My impulse to leave the room and write this article is motivated by my refusal to condone societal attitudes that continue to exploit living organisms, in this case plants. I can accept that the Dickensian times of women and children industrial exploitation was motivated by a society that justified a class system of the rich and the poor and hence the understandable emergence of a Marx and an Engels, of the Suffragists, as the immediate rebuttals to counterbalance this very unfair code of industrial practice. But it is still a long road and a hard rock to crack, still some 100 years later. For it will surprise many that only in 1992 the female population of Appenzell in Switzerland was allowed to cast their vote in local and general elections. For it continues to be a cause worth fighting for if you are a female so much so that even a couple of days ago, during his acceptance speech, President Obama still reminded the nation that women should be equally paid for their skills. Unbelievably, the early years of the twenty-first century seem to continue carrying some of the shameful issues that are still latched to our backs from the previous decades. But thirty, fifty years from now, one should expect that the New Millenium human civilisation will have finally come to realise that the human race has no God-given right over the lives of the animal and the plants kingdoms.

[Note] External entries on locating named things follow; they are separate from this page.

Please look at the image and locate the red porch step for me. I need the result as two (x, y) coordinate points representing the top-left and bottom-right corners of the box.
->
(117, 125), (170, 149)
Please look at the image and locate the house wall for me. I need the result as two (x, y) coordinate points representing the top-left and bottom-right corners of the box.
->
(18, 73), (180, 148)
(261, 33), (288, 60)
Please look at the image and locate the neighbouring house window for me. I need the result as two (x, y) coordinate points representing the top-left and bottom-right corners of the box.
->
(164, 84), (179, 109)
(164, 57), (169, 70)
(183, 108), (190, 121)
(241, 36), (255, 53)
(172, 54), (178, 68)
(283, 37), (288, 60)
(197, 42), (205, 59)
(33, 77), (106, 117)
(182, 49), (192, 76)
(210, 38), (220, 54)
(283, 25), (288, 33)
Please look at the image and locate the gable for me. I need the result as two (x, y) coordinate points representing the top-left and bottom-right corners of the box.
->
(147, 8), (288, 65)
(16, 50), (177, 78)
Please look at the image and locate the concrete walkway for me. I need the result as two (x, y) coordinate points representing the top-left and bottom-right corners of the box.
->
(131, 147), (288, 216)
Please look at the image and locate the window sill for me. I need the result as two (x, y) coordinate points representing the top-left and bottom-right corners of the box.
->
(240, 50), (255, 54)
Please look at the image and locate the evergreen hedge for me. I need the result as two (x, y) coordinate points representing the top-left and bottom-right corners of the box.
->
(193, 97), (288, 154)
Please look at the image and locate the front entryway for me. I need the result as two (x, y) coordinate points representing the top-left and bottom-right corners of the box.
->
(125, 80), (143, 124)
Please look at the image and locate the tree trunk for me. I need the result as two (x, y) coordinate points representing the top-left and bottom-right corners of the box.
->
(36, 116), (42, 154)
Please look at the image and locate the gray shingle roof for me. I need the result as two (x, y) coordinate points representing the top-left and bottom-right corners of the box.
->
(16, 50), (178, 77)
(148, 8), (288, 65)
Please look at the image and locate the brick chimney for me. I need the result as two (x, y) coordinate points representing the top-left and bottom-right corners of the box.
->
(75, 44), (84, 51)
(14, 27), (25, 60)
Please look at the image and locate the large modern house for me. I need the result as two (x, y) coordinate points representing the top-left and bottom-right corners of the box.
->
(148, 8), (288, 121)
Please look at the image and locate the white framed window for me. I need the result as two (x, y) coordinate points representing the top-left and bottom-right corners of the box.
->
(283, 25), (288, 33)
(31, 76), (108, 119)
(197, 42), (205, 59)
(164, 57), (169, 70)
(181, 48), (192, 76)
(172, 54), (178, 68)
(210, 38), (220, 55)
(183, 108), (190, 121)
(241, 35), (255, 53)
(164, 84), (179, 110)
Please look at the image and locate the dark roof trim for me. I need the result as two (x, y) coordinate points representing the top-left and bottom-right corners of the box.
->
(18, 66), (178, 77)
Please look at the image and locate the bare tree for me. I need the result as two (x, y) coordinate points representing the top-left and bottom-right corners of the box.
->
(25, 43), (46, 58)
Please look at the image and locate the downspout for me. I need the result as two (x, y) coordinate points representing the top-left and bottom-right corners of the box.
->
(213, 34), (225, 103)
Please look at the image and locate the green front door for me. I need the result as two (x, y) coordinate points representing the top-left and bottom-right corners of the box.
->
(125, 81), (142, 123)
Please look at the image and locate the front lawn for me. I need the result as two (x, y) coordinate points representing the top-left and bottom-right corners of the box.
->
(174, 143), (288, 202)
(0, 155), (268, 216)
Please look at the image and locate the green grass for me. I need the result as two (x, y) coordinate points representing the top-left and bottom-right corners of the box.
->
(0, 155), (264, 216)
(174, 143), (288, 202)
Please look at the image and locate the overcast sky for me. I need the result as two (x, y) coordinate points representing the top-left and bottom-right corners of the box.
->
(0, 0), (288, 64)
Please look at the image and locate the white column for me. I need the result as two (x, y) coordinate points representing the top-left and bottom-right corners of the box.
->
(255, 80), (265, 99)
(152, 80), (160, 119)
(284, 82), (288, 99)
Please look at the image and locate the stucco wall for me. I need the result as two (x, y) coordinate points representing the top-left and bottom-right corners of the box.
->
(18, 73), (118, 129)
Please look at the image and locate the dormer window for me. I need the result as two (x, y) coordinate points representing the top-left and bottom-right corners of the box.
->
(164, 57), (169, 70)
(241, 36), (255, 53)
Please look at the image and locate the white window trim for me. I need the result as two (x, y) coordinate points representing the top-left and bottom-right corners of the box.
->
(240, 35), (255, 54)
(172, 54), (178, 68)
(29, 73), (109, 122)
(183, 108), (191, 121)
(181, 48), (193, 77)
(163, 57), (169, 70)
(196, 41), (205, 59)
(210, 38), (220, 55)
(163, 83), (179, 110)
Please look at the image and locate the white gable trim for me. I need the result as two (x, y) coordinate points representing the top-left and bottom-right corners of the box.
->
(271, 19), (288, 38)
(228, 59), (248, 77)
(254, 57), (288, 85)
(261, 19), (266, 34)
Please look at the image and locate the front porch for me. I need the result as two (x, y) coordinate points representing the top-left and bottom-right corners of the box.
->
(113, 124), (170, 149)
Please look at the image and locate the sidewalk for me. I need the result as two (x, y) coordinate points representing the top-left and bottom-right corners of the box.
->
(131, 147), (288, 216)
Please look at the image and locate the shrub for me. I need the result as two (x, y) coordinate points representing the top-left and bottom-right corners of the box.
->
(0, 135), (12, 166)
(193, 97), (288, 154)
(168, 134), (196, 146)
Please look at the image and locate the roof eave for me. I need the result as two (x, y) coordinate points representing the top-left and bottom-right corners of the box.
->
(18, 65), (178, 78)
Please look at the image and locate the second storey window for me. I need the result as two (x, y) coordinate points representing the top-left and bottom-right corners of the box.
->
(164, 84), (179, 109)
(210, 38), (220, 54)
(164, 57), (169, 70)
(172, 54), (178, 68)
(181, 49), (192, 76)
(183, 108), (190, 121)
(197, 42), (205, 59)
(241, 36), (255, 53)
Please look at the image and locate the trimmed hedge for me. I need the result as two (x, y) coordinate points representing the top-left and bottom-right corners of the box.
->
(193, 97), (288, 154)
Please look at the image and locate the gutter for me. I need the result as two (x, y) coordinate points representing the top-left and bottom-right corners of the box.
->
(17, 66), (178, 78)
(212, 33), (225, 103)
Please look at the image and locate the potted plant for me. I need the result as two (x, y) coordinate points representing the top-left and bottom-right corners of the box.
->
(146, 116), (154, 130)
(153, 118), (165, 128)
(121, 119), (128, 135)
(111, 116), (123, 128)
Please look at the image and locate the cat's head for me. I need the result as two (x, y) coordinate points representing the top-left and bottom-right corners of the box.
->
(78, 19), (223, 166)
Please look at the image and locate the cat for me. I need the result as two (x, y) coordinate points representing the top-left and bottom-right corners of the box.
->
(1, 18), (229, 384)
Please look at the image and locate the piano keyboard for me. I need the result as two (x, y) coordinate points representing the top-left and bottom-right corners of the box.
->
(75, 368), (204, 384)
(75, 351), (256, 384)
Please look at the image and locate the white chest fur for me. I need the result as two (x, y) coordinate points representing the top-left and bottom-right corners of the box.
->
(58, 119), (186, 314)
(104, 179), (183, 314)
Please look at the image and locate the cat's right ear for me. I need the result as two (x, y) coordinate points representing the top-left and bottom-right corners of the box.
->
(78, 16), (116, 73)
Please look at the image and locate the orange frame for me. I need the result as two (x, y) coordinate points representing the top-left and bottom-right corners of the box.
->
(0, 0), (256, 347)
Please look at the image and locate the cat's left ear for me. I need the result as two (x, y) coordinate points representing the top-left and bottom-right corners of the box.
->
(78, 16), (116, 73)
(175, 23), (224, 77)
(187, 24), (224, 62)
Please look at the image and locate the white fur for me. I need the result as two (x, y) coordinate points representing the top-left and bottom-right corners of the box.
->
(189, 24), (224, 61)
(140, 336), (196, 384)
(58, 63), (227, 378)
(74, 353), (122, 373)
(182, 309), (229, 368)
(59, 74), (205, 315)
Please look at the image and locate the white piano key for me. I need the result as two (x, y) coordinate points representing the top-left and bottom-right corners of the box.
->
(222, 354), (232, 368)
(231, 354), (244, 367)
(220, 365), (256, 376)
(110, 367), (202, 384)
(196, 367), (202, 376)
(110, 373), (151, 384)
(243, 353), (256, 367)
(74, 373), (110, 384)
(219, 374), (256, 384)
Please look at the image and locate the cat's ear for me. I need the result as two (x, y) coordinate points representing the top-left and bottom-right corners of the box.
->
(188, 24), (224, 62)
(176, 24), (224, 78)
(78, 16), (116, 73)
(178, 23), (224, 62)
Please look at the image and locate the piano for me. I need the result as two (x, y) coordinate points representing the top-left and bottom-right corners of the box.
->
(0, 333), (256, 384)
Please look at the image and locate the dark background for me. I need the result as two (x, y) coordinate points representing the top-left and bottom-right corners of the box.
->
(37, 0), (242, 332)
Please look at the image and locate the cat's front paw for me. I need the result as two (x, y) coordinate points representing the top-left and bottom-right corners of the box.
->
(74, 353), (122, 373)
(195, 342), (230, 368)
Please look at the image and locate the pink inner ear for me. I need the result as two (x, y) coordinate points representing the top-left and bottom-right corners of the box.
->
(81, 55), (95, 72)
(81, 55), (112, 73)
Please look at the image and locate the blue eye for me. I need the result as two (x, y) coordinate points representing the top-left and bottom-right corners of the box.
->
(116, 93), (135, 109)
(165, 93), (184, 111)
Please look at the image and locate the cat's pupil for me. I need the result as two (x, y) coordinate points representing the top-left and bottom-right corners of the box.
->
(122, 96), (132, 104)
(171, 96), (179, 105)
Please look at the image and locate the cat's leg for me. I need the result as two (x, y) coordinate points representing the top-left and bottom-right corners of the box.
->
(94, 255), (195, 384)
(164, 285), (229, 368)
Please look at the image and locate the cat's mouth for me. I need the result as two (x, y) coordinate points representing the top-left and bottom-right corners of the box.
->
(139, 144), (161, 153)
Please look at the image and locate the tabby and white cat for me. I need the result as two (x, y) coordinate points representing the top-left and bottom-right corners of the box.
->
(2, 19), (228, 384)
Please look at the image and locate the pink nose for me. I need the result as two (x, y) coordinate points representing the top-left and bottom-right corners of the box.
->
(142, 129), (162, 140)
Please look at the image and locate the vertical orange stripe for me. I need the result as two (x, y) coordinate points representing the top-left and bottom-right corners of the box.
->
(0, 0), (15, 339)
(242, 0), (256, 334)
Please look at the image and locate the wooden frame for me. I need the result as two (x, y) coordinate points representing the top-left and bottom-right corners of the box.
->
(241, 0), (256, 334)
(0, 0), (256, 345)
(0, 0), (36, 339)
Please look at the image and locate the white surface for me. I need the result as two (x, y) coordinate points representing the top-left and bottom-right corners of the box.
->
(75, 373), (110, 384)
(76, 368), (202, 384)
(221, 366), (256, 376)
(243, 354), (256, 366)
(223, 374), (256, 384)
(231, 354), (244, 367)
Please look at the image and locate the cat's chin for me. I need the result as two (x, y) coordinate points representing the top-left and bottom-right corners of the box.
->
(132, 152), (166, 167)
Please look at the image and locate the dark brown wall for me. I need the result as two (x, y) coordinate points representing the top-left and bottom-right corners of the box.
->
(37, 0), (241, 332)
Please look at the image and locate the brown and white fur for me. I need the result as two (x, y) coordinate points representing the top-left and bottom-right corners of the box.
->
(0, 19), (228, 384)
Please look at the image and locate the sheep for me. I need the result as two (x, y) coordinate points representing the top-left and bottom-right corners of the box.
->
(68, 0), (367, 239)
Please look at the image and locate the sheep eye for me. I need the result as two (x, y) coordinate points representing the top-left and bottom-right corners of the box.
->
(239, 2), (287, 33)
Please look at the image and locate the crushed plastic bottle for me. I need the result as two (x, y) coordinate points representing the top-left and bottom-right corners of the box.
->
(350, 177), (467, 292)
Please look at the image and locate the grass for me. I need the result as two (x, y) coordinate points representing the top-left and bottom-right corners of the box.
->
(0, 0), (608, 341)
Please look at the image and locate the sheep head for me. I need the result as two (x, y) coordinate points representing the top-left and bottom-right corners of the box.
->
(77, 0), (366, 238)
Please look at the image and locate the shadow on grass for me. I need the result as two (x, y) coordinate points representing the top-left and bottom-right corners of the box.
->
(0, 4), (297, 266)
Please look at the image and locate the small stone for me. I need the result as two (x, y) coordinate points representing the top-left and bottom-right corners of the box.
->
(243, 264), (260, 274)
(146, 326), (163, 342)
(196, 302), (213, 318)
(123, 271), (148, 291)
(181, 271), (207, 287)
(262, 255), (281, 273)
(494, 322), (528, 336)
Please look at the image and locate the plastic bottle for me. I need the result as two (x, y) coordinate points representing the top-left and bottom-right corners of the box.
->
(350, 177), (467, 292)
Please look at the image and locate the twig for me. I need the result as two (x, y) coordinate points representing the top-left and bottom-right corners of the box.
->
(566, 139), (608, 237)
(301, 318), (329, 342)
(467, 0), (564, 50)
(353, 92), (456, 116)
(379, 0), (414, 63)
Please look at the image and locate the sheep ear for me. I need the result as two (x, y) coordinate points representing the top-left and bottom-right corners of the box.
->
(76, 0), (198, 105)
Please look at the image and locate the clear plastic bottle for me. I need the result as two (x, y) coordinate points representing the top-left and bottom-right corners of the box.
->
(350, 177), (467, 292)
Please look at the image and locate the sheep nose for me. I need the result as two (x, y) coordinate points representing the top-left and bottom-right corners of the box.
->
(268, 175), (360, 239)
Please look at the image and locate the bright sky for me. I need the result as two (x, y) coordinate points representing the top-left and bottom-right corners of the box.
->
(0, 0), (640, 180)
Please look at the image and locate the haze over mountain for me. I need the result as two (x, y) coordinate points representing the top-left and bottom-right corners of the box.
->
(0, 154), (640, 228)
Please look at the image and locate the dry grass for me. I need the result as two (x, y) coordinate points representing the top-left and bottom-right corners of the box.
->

Human progress as a society is not solely a path of scientific endeavour. Along the way we have learned to appreciate that what makes us human and not just smart homo sapiens that send men to space is that we care beyond utilitarian and rational practices. That we do not abandon our disabled or weakest offspring like a pack of wolves, but we take them to hospitals and care for them even more intently. That we create laws that protect animals, whether they are pets, working livestock or destined to an abattoir to become steaks. That more and more cosmetology laboratories are abandoning animal testing. That less and less rich ladies want to acquire fur coats to display economic superiority.

Science is a challenging path of proving that humans can achieve innovative endeavours. What I disagree with science in the year 2032 is that it will still continue to exploit other living creatures because it can, not because there won't be any other ways to produce the same. If in the year 2050 the chemical industry is not able to weave for me a beautiful, futuristic Irish lace made of some non-organic material, it will be because someone in the year 2014 gave professor Collet $100 million dollars. I surely hope the future is not such bleak prospect of enslaved plants but a life where we all commune with what's around us, perhaps singing "Oompa, Loompa, do-ba-dee-doo, I've got a perfect (planet) for you". Fingers, paws and stems crossed.